第23話
「それでね、ダンブルドアがいなくなってから、直ぐに医務室は面会謝絶になっちゃったんだ。先生達も怖くて仕方ないんだと思う」
ハリーはロンの「嫌だ」という言葉を軽く流しながら、一気にそうレンに教えてくれる。
「怪物について…まずは、私とハリーにしか聞こえない声。私とハリーの共通点を見つければその答えは簡単。…蛇よ。スリザリンのシンボルも蛇。きっとあの部屋には蛇がいるんだと私は思うの。だけどそれが何なのかが私は判らない…秘密の部屋の場所も。だから、私それを調べてみようと思う。
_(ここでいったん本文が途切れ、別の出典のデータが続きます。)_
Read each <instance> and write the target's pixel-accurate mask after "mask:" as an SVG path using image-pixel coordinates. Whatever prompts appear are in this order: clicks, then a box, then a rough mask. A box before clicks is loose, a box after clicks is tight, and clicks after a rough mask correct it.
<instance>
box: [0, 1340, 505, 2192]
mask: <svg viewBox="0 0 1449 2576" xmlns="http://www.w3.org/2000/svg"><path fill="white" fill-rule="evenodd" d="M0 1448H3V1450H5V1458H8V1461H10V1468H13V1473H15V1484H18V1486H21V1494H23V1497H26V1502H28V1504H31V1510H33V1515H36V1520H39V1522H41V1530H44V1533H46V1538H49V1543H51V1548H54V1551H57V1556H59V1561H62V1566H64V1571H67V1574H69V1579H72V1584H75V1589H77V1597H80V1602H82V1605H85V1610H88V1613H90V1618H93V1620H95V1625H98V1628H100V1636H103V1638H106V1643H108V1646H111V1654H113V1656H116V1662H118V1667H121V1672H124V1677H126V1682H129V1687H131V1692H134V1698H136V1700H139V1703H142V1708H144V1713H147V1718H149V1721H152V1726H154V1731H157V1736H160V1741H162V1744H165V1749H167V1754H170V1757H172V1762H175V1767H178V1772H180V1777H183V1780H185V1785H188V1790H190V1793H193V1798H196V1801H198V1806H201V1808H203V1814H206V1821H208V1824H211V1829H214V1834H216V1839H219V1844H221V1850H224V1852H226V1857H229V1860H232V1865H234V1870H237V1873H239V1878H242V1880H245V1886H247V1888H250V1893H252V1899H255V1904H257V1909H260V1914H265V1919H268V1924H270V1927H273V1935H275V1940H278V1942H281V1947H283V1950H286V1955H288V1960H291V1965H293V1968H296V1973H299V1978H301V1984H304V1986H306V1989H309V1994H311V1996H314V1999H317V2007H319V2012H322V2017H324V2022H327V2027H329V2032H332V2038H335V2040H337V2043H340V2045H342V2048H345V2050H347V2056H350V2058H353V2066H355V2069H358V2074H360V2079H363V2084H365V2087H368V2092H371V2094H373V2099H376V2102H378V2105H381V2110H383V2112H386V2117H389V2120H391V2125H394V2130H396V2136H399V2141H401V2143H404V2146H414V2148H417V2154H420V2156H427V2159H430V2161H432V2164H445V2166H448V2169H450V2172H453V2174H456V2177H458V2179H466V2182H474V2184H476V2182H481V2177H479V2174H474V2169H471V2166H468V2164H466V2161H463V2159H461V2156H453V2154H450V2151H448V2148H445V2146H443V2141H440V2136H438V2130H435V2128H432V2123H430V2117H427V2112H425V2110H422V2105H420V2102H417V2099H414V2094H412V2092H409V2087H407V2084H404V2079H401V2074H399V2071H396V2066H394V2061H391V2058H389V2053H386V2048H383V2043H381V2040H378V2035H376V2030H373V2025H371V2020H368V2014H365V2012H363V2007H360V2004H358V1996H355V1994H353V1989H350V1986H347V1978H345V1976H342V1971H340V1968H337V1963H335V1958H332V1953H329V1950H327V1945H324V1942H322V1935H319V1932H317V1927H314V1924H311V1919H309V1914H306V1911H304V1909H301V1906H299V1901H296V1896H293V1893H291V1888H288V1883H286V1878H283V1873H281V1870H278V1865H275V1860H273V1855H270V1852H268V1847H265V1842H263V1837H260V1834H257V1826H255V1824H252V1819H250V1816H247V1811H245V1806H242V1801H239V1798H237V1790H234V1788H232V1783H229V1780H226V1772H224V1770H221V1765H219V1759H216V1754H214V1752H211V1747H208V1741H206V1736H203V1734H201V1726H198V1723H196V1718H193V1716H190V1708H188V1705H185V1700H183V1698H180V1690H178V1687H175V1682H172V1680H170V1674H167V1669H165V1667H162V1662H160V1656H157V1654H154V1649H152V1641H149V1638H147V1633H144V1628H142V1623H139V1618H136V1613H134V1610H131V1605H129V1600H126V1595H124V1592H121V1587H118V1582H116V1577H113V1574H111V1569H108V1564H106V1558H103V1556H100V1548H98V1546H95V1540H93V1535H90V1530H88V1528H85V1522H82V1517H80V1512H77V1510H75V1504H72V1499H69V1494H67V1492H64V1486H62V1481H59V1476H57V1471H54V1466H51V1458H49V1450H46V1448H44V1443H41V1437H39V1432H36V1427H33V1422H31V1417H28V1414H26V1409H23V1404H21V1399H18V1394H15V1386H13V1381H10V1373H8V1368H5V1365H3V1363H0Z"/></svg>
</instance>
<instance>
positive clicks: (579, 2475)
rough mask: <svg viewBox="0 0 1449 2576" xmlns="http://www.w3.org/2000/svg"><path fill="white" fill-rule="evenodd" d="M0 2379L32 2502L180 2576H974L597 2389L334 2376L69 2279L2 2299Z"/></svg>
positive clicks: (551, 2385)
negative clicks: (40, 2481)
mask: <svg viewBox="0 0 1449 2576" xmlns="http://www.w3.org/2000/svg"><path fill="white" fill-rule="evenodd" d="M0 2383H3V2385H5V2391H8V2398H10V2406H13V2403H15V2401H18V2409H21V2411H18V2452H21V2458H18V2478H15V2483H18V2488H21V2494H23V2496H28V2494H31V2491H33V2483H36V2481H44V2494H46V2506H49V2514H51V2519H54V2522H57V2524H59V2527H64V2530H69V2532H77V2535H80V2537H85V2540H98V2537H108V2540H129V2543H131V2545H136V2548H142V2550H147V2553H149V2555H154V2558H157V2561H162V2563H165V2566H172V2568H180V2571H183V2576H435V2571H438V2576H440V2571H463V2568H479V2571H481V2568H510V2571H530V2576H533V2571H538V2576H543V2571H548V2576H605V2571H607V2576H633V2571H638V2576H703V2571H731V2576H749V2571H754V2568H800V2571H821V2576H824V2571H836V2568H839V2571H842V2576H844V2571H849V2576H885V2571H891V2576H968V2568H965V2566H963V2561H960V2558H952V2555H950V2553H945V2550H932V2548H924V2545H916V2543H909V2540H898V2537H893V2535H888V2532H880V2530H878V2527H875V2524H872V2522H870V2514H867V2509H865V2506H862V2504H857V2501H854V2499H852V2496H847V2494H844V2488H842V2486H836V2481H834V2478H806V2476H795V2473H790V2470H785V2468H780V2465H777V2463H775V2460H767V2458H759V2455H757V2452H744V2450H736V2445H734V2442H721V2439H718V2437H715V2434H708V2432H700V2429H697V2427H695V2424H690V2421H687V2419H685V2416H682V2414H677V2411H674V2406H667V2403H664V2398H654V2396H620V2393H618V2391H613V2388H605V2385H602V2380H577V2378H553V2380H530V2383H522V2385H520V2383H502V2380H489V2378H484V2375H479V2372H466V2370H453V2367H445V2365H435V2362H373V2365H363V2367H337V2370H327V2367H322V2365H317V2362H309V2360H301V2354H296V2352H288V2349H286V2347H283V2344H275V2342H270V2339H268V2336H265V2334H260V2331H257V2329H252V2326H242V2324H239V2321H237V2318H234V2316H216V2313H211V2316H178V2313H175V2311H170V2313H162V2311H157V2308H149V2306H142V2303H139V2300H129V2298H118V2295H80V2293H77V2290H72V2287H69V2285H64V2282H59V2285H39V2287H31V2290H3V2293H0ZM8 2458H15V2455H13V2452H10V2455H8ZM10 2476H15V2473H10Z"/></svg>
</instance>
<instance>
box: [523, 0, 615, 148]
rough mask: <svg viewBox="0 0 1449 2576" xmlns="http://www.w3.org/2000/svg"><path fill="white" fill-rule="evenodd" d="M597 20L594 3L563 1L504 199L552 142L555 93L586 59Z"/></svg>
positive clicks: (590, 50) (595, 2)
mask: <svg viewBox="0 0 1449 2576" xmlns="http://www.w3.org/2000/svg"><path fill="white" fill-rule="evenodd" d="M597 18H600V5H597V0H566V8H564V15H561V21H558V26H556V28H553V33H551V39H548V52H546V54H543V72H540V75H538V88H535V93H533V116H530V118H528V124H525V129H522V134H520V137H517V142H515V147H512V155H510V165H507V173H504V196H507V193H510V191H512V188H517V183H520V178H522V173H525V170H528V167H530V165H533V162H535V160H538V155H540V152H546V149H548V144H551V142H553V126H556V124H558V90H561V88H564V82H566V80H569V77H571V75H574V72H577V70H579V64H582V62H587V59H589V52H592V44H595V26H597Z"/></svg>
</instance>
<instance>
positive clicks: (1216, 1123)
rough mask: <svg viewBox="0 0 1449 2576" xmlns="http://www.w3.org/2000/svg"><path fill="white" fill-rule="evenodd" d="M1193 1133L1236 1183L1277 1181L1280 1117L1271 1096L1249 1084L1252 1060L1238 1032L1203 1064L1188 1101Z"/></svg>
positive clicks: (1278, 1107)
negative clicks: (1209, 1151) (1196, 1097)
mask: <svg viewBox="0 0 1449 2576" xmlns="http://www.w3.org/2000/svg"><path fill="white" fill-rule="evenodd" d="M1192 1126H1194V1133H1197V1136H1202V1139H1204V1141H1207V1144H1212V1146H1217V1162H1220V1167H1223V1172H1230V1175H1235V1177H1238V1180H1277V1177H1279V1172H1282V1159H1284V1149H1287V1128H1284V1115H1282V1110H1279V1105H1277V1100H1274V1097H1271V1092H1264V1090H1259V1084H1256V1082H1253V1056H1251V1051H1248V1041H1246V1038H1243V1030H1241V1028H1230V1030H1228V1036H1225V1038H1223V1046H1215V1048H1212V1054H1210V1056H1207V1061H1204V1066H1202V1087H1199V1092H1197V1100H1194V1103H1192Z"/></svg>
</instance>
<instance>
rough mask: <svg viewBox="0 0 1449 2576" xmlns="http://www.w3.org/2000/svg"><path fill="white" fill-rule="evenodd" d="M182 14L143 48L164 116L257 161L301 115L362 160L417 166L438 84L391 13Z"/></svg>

2人はハグリッドが残した言葉を調べてみてくれないかしら」
レンがそこまで言うと、ハリーは大きく頷き、ロンはウゲッと声を漏らした。
2人とも調べようとしたのは良いものの、調べる事は困難に値した。
ハリーとロンは蜘蛛を調べて歩いていたが、城に蜘蛛が一匹も残っていないと零す程に蜘蛛はハリー達の前に姿を現しはしなかったし、レンはハリーに手伝ってもらって一緒に透明マントをかぶり、図書室で”透明になる魔法”を調べ、それを使える様になってから、何度か夜の校舎を図書室へと向かう事が出来た…
「ねぇ、見て?」
その日はハリー達も怖がりながら、レンの図書館通いについて来てくれていて一緒に本を探す事になった。
初めて見つけた本で、その怪物が載っている!と思ったページは見事に破り取られていた。
「継承者が知られないように破り取ったのかも!」
レンは考え込み、ロンの言葉を軽く聞き流した。